I am from New Orleans and for years after Hurricane Katrina we needed to share our Katrina stories. Standing in the newly opened grocery we would turn and ask: How much.. (water in your house); Where… (did you evacuate to); When … (did you come back). Family members or total strangers would act as our in situ therapist, listening to us just long enough to give them the social permission to jump in with their own stories for us to hear.
I am confident this reaction is the same following any natural disaster: people need to talk. People need to share their horror stories about danger, rescue, and death. And they need to share them over and over. Having lived through the same natural disaster we feel assured of a certain degree of commonality, of innate understanding between us and other disaster survivors. They will believe us.
So here we are now. Covid-19 is not just a shared city or state experience, or even a national one. This is a WORLD. WIDE. EXPERIENCE. As a human community we have never had an experience like this, maybe since the Flu pandemic of 1918 that caused 60 million deaths. For two years all over the world people have been sharing their horror stories of multiple deaths in the same small community, sometimes in the same family. Of being cut off from the dying, unable to say goodbye. This has been a worldwide shared trauma. And it’s been too much. We don’t want to talk about it anymore. At least I don’t. And I think the feeling is common – in New Orleans anyway.

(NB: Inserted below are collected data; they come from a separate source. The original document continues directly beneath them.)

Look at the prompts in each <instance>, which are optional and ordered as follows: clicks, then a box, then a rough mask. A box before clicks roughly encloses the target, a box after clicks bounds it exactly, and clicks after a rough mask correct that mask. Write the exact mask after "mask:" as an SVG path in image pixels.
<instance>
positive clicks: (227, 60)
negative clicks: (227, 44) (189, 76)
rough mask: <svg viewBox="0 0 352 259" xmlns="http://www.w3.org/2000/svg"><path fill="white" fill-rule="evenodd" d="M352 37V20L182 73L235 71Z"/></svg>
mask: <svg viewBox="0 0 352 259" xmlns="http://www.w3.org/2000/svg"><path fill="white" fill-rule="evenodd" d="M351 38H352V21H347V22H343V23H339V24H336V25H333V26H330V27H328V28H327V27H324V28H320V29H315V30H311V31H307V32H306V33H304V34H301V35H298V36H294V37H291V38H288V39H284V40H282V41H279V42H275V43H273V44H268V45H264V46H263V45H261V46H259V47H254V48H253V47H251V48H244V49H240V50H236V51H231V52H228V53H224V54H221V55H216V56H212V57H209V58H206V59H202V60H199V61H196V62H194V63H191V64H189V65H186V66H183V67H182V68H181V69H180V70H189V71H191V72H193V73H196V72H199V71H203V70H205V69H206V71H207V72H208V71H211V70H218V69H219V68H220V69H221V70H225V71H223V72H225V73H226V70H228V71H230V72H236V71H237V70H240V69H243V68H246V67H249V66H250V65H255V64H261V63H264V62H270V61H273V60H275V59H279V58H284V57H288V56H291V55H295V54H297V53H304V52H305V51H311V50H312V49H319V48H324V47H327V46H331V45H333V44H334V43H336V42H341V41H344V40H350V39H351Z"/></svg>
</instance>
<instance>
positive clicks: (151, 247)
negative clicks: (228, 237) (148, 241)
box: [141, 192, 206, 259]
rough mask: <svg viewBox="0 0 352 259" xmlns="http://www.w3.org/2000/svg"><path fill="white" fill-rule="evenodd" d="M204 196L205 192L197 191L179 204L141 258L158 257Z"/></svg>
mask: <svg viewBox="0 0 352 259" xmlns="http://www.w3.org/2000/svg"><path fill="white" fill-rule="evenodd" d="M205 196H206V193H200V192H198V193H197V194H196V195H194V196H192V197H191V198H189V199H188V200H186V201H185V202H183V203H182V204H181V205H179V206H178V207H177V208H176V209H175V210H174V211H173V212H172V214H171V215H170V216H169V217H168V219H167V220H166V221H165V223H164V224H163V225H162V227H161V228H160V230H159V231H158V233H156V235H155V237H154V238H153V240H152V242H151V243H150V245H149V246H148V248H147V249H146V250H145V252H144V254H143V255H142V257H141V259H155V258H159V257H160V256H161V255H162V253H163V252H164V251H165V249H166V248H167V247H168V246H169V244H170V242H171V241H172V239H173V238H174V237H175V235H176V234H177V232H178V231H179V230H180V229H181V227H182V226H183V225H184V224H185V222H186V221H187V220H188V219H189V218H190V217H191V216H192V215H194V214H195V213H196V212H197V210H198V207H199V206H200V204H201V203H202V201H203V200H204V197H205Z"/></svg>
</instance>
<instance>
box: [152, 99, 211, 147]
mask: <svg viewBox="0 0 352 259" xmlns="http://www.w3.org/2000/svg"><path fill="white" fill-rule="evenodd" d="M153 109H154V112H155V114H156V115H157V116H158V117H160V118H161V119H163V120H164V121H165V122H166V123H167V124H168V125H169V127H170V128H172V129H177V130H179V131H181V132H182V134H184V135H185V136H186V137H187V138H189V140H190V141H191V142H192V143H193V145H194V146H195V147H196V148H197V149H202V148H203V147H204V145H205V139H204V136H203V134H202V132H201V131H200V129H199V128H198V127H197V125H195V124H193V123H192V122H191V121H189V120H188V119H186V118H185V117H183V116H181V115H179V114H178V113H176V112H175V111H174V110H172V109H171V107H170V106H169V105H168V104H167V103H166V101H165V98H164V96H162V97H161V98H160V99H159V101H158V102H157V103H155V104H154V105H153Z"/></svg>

It’s 2023 and here in New Orleans we’re done. Covid might not be but we are. We’ll just add another inoculation to our yearly booster for flu. We are out and about. Breathing freely. Meeting and greeting. We’ve stopped reading Covid updates. We’ve stopped telling our lockdown stories and tragic death stories. We are in Mardi Gras season now, and then we’ll gear back up for French Quarter Fest and Jazz Fest. We don’t want to hear about stats anymore unless it’s where the best King Cakes are, or how many new brew pubs have opened. lol Just let us have our Fest season in peace. Our hospitality based economy has suffered and we are all ready to eat out and support them. No meat on Fridays? No problem! There are Fish Fries in every parish and Lenten specials at all the restaurants.
After Mardi Gras comes the season of Lent for Christians where we start in ashes and end up with a resurrection. I think we’re all tired of the “ashes” of burnt dreams, burnt relationships, burnt hope. So let’s not linger in the ashes, let’s look to the future and new dreams, new hopes, and new restaurants. Can I have an Amen?